No dijo más, porque la violenta risa en que prorrumpí, sin poderme contener, le desconcertó un poco, aunque yo, para que no se enojara, le aseguré que me reía por cierto recuerdo despertado en mi memoria.

-La escena del hambre está escrita, y si he de decirte la verdad, no tiene pero.

-No dudo que esa escena puede ser admirable -dije con malicia-, sobre todo si ha puesto la mano en ella la señorita Joaquina.

-Ya hemos escrito a todos los teatros de Italia, que se disputarán, como siempre, el derecho de traducirla -dijo Joaquinita.

-¡Ah! Aquí no se recompensa el verdadero mérito. Bien dicen, que nadie es profeta en su patria: verdad es que la posteridad hace justicia: pero entretanto que esa justicia llega, los hombres superiores arrastramos miserable existencia, y nos morimos como cualquier pelafustán sin que nadie se acuerde de nosotros. Vamos a ver: ¿de qué me valen ahora a mí los mausoleos, las inscripciones, las estatuas con que han de honrarme en tiempos futuros, cuando la envidia calle y a nadie quede duda del mérito de mis obras? Y si no ahí tienes a Cervantes, que es otro ejemplo como este mío. ¿No vivió en la miseria? ¿No murió abandonado? ¿Acaso tocó las ventajas positivas de ser el primer escritor de su siglo? Pues a mí me pasa dos cuartos de lo mismo: por supuesto que si algo me consuela es considerar cuánto se avergonzará la España futura al saber que el autor de Catalina en Cromstad, de Federico II en Glatz, de El negro sensible, de La enferma fingida por amor, de Cadma y Sinoris, de La escocesa de Lambrun y de otras muchas obras, ha vivido algún tiempo almorzando dos cuartos de sangre frita y otras cosas que no nombro por respeto al arte de la poesía, pues no lo quiero denigrar, denigrándome a mí mismo... Pero no hablemos de estas cosas, que dan tristeza y obligan a renegar de una patria que no sabe premiar el mérito, y de unos tiempos en que los magnates protegen la envidia y persiguen la inspiración.

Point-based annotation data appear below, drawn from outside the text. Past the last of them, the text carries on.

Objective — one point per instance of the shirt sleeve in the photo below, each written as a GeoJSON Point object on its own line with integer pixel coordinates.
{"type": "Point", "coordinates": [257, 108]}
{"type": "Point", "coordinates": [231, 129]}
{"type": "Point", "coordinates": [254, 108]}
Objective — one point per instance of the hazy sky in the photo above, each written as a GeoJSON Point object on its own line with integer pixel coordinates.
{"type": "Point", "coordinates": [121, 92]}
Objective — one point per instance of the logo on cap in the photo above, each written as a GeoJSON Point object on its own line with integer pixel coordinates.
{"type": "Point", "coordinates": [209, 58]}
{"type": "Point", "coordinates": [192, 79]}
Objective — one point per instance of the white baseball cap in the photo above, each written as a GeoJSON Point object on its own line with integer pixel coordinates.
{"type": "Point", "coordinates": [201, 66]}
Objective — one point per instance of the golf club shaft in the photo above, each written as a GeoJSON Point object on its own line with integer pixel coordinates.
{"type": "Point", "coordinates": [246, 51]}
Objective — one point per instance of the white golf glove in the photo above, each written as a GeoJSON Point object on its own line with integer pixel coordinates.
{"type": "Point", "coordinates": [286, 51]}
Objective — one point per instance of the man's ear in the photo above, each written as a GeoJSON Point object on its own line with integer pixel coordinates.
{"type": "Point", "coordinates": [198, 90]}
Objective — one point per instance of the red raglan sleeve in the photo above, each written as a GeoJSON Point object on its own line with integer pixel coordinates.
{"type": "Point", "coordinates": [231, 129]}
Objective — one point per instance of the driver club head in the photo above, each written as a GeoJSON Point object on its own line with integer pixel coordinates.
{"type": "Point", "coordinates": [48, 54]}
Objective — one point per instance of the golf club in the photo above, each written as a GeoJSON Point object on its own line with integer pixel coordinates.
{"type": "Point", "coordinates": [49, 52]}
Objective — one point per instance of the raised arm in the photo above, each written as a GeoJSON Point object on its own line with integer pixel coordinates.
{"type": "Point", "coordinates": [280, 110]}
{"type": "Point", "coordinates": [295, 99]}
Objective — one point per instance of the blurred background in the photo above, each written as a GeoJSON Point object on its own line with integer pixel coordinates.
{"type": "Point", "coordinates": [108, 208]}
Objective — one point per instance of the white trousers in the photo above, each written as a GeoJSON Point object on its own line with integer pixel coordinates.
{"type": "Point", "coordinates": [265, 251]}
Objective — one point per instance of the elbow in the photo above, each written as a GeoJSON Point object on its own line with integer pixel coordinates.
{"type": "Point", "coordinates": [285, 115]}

-Calma, calma, Sr. D. Luciano -dije yo mostrándome interesado por el triunfo de la inspiración sobre la envidia-; tras esos tiempos vendrán otros. ¡Quién sabe lo que pasará mañana!

-Eso me han dicho, sí -repuso Comella bajando la voz y con sonrisa de satisfacción.

-¿Será cierto que Napoleón es del partido del Príncipe de Asturias? ¿Caerá Godoy?

-Eso no tiene duda. ¿Pues qué quiere Napoleón más que el bien de los españoles?

-Justo; y aunque él y Godoy han sido muy amigotes, ya parece que el otro ha conocido sus malas mañas, y sabe que todos queremos al heredero, con lo cual dicho se está que nos hará el gusto. En cuanto a Godoy, yo estoy en que no existe hombre peor en toda la redondez de la tierra. Pueden perdonársele los medios de su elevación; puede perdonársele que sea polígamo, ateo, verdugo, venal, y otras faltas por el estilo; pero lo que no tiene nombre y prueba mejor que nada la corrupción de las costumbres, es que proteja a los malos poetas, dando cordelejo a los que son buenos, y además nacionales, españoles como yo, y no admitimos ese fárrago de reglas ridículas y extranjeras con que Moratín y otros poetastros de polaina embaucan a los tontos. ¿No piensas como yo?

-Lo mismito que Vd. -respondí-. Y ahora verá el Sr. D. Luciano cómo los franceses, cuando hayan arreglado lo de Portugal, arreglarán a España y se acabará la protección a los malos poetas.

-Dios lo quiera así... Pero es tarde y nos vamos, que antes del almuerzo hemos de dejar concluida la escena entre Nelson y la hija de Gravina.

-¿Tanta prisa corre?

-Para fin de mes ha de estar en la Cruz. Tendrá un éxito atroz. Ya verás, Gabrielillo. Es preciso que vayas a aplaudir, porque me temo mucho que los de Estala, Melón y Moratinillo han de querer silbarla. Hay que estar con cuidado, y si ellos tienen la protección del gobierno, no hay que asustarse por eso, la posteridad juzgará. Con que adiós.

Se marcharon a prisa, y yo me quedé pensando en la serie de maldades que habría cometido el Príncipe de la Paz, para tener también en contra suya a los malos poetas. Hasta mucho tiempo después no conocí que entre los infinitos actos reprensibles de aquel monstruo de la fortuna había algunos que la posteridad, por el contrario, debía recordar siempre con agradecimiento.